1987 logo for WMVS; on-screen at that time, the logo was formed in a crystal sculpture. Variations of the pentagonal circle logo continued to at least 2001 on WMVS and WMVT, later created with CGI.

The station first signed on the air on October 28, 1957, as the 28th educational television station in the United States and the second in Wisconsin (after WHA-TV in Madison). Among the strongest and earliest backers of the creation of Milwaukee Public Television (over the opposition of at least some of the area's commercial stations) was Frank Zeidler, who served as the mayor of Milwaukee from 1948 to 1960. In 2007, WMVS celebrated its 50th anniversary of broadcasting. Upon a September 2010 realignment of its digital signal, the station's changed its on-air branding to "MPTV 10-HD".

The two MPTV stations, WMVS and WMVT, have the unique distinction of their studio's address number incorporating the channel numbers for both of the stations, which is in Milwaukee's street numbering system (most television and radio stations that have their channel number as an address use a vanity address or street not within a community's numbering system). The studios are in the Continuing Education Center of the MATC Downtown Campus, at 1036 North 8th Street.

Digital television[edit]

For further information on MPTV's digital television services, see Milwaukee Public Television#Digital programming.

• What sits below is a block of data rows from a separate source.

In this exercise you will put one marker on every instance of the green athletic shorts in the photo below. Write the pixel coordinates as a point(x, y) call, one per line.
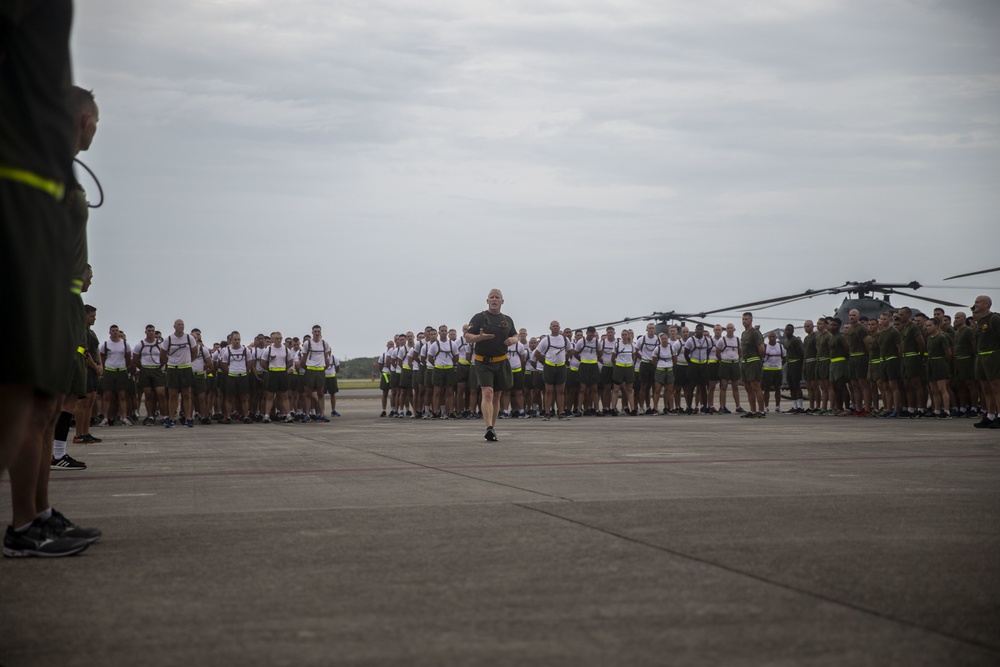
point(729, 370)
point(793, 373)
point(151, 378)
point(445, 377)
point(180, 378)
point(770, 378)
point(988, 365)
point(647, 371)
point(838, 370)
point(276, 381)
point(697, 375)
point(874, 370)
point(317, 379)
point(497, 376)
point(938, 369)
point(965, 369)
point(752, 371)
point(237, 385)
point(857, 367)
point(890, 369)
point(588, 374)
point(554, 375)
point(517, 376)
point(912, 367)
point(623, 374)
point(115, 380)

WMVS's digital signal on VHF channel 8 broadcasts its main channel, on virtual channel 10.1, in the 720p high definition format.

Analog-to-digital conversion[edit]

WMVS's digital signal was previously carried on digital channel 35, which is the designated digital channel of WMVT, due to interference issues with the analog channel 8 signal of WOOD-TV in Grand Rapids until a channel realignment on September 1, 2008. WMVS shut down its analog signal, over VHF channel 8, at 9 a.m. on June 12, 2009, the official date in which full-power television stations in the United States transitioned from analog to digital broadcasts under federal mandate. The station's digital signal remained on its pre-transition VHF channel 10.[1] Through the use of PSIP, digital television receivers display the station's virtual channel as its former VHF analog channel 8.

On September 1, 2010, another channel realignment took place which added three of MPTV's digital subchannels to WMVS's signal bandwidth, while a standard definition simulcast of WMVS's 10.1 feed was added to digital subchannel 36.2 for over-the-air viewers who were unable to receive WMVS's VHF signal since the conversion (or only have UHF antennas; outside of WMVS and WIWN, all of Milwaukee's other stations transmit on UHF signals), an issue that has plagued many stations continuing to broadcast on VHF post-transition.[2] The picture format on 10.1 was also reduced from 1080i to 720p to enable multicasting on WMVS's bandwidth. A secondary translator station for WMVS, broadcasting on UHF channel 36, began operations on August 14, 2012 from the MPTV Tower to better serve the main portion of WMVS's service area with UHF-only antennas,[3] along with a boost in power to the main WMVS signal courtesy of a Public Telecommunications Facilities Program award.[4] The secondary translator carries WMVS's main feed and all three of its subchannels, but identifies each channel via PSIP as "10.1X" to reduce confusion with the main channel and allow viewers to choose which signal serves their needs better.

Programming[edit]

Local programming[edit]

The station's annual fundraising auction in May (which started in 1969, and is one of the oldest station auction campaigns in existence) has been broadcast in high definition since 2003; along with all of the station's weekly local programs, which include Black Nouveau, ¡Adelante! (a Spanish language program with English subtitles), I Remember, Outdoor Wisconsin and Interchange. Tracks Ahead, which premiered in 1990, also is produced in HD, and was previously syndicated by MPTV for broadcast on the HDNet (now AXS TV) cable channel.